Sardanapalus, the luxurious king of Assyria, of whom Tully, in the third book of his treatise on the Republic, says, “The notorious Sardanapalus, far more deformed by his vices than even by his name.”
What is the meaning, then, of this absurd acceptation, unless some one wishes to make the whole of Athos a monument? For what is Athos or the vast Olympus? * * *
XXXVII. I will endeavor in the proper place to show it, according to the definitions of Cicero himself, in which, putting forth Scipio as the speaker, he has briefly explained what a commonwealth and what a republic is; adducing also many assertions of his own, and of those whom he has represented as taking part in that discussion, to the effect that the State of Rome was not such a commonwealth, because there has never been genuine justice in it. However, according to definitions which are more reasonable, it was a commonwealth in some degree, and it was better regulated by the more ancient than by the later Romans.

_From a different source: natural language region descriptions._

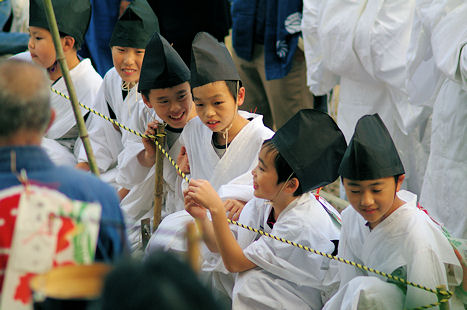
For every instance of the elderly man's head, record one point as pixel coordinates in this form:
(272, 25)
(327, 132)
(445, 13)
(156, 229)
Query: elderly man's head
(24, 100)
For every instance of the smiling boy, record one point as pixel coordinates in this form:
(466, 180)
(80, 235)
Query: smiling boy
(385, 230)
(222, 144)
(166, 93)
(273, 275)
(118, 96)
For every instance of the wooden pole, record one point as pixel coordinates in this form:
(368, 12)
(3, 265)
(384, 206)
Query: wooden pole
(444, 305)
(83, 133)
(159, 183)
(193, 253)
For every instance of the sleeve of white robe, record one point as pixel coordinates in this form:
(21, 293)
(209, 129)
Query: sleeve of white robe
(130, 171)
(449, 40)
(105, 139)
(288, 262)
(320, 79)
(347, 272)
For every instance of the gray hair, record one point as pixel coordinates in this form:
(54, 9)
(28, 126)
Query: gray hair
(24, 97)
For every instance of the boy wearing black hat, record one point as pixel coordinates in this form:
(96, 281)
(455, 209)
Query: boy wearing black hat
(61, 140)
(165, 89)
(118, 96)
(303, 155)
(222, 143)
(385, 230)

It is now fitting that I should explain, as briefly and as clearly as I can, what, in the second book of this work, I promised to prove, according to the definitions which Cicero, in his books on the Commonwealth, puts into the mouth of Scipio, arguing that the Roman State was never a commonwealth; for he briefly defines a commonwealth as a state of the people; the people as an assembly of the multitude, united by a common feeling of right, and a community of interests. What he calls a common feeling of right he explains by discussion, showing in this way that a commonwealth cannot proceed without justice. Where, therefore, there is no genuine justice, there can be no right, for that which is done according to right is done justly; and what is done unjustly cannot 445be done according to right, for the unjust regulations of men are not to be called or thought rights; since they themselves call that right (jus) which flows from the source of justice: and they say that that assertion which is often made by some persons of erroneous sentiments, namely, that that is right which is advantageous to the most powerful, is false. Wherefore, where there is no true justice there can be no company of men united by a common feeling of right; therefore there can be no people (populus), according to that definition of Scipio or Cicero: and if there be no people, there can be no state of the people, but only of a mob such as it may be, which is not worthy of the name of a people. And thus, if a commonwealth is a state of a people, and if that is not a people which is not united by a common feeling of right, and if there is no right where there is no justice, then the undoubted inference is, that where there is no justice there is no commonwealth. Moreover, justice is that virtue which gives every one his own.
No war can be undertaken by a just and wise state unless for faith or self-defence. This self-defence of the State is enough to insure its perpetuity, and this perpetuity is what all patriots desire. Those afflictions which even the hardiest spirits smart under—poverty, exile, prison, and torment—private individuals seek to escape from by an instantaneous death. But for states, the greatest calamity of all is that of death, which to individuals appears a refuge. A state should be so constituted as to live forever. For a commonwealth there is no natural dissolution as there is for a man, to whom death not only becomes necessary, but often desirable. And when a state once decays and falls, it is so utterly revolutionized, that, if we may compare great things with small, it resembles the final wreck of the universe.
All wars undertaken without a proper motive are unjust. And no war can be reputed just unless it be duly announced and proclaimed, and if it be not preceded by a rational demand for restitution.
Our Roman Commonwealth, by defending its allies, has got possession of the world.